Pricing Concepts for Establishing Value
Objectives and Recap Questions
Know the four pricing orientations
Explain the relationship between price and quantity sold
Explain price elasticity
Describe how to calculate a product’s breakeven point
Indicate the four types of price competitive levels.
Identify three methods that firms use to set their prices.
Explain the difference between price skimming and market penetration pricing.
Identify tactics used to reduce prices to consumers.
Identify tactics used to reduce prices to businesses.
What are the five Cs of pricing?
Identify the four types of company objectives.
What is the difference between elastic and inelastic demand?
How does one calculate the breakeven point in units?
How have the internet and economic factors affected the way people react to prices?
What are the three different strategies for setting pricing?
How can you use value-based strategies for setting prices?
What pricing strategies should be considered when introducing a new product?
What are some consumer-oriented pricing tactics?
What are some B2B-oriented pricing tactics?
Summary
The four pricing orientations include profit-oriented, sales-oriented, competitor-oriented and customer-oriented.
When prices go up quantity sold generally goes down, however with some products such as prestige ones, demand can actually increase with price.
Price elasticity measures the extent to which changes in price affect demand.
A break-even point occurs when the units sold generates enough profit to cover the total costs of producing those units.
There are three types of price competitive levels –monopoly, monopolistic competition, and an oligopolistic competitive market.
The three methods that firms use to set their prices are cost-based, competitor-based and value-based.
Price skimming strategy is used when the product is perceived as breaking new ground, to signal high quality, limit demand and recoup investment quickly.
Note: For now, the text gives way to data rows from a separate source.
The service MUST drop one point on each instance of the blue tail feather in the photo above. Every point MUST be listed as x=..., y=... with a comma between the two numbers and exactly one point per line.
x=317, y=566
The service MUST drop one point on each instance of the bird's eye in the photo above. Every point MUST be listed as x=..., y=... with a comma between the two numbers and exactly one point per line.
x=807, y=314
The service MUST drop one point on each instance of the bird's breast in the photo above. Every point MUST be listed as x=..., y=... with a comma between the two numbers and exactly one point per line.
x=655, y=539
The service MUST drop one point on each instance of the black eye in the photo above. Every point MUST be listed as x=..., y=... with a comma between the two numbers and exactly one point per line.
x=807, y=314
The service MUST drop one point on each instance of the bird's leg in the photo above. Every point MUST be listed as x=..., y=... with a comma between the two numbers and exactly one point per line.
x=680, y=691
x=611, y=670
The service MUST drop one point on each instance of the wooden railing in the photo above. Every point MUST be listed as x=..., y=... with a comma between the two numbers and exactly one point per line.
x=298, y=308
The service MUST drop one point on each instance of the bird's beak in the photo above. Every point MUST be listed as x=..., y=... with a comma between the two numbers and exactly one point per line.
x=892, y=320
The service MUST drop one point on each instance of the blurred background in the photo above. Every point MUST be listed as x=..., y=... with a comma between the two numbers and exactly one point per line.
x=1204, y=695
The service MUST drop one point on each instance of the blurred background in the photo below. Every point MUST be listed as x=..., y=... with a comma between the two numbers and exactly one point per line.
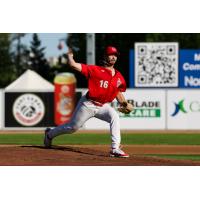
x=44, y=52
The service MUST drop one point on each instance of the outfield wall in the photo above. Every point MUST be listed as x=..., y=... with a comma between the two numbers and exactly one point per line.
x=149, y=111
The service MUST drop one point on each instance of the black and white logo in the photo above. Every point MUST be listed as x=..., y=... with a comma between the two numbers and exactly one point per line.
x=28, y=109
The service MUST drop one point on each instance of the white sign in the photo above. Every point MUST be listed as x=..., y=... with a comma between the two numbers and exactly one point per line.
x=149, y=111
x=156, y=64
x=183, y=109
x=28, y=109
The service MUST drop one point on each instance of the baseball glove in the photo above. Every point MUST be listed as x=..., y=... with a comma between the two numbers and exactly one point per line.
x=125, y=108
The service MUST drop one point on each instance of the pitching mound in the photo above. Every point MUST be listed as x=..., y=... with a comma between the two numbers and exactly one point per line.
x=95, y=155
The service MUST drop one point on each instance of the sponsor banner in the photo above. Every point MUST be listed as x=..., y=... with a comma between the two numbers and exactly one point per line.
x=156, y=64
x=183, y=109
x=29, y=109
x=189, y=69
x=148, y=113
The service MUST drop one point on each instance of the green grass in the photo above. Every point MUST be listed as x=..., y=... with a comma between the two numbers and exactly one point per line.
x=178, y=157
x=81, y=138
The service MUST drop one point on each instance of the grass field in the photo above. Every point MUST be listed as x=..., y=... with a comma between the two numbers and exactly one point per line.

Market penetration strategy builds sales and market share quickly to discourage other firms from entering the market.
Marketers use a range of tactics to provide lower prices to customers, including markdowns, quality discount, seasonal discount, coupons, rebates, price bundling, leader pricing and price lining.
Firms use a range of tactics to reduce prices to businesses including seasonal discounts, cash discounts, quantity allowances and zone pricing.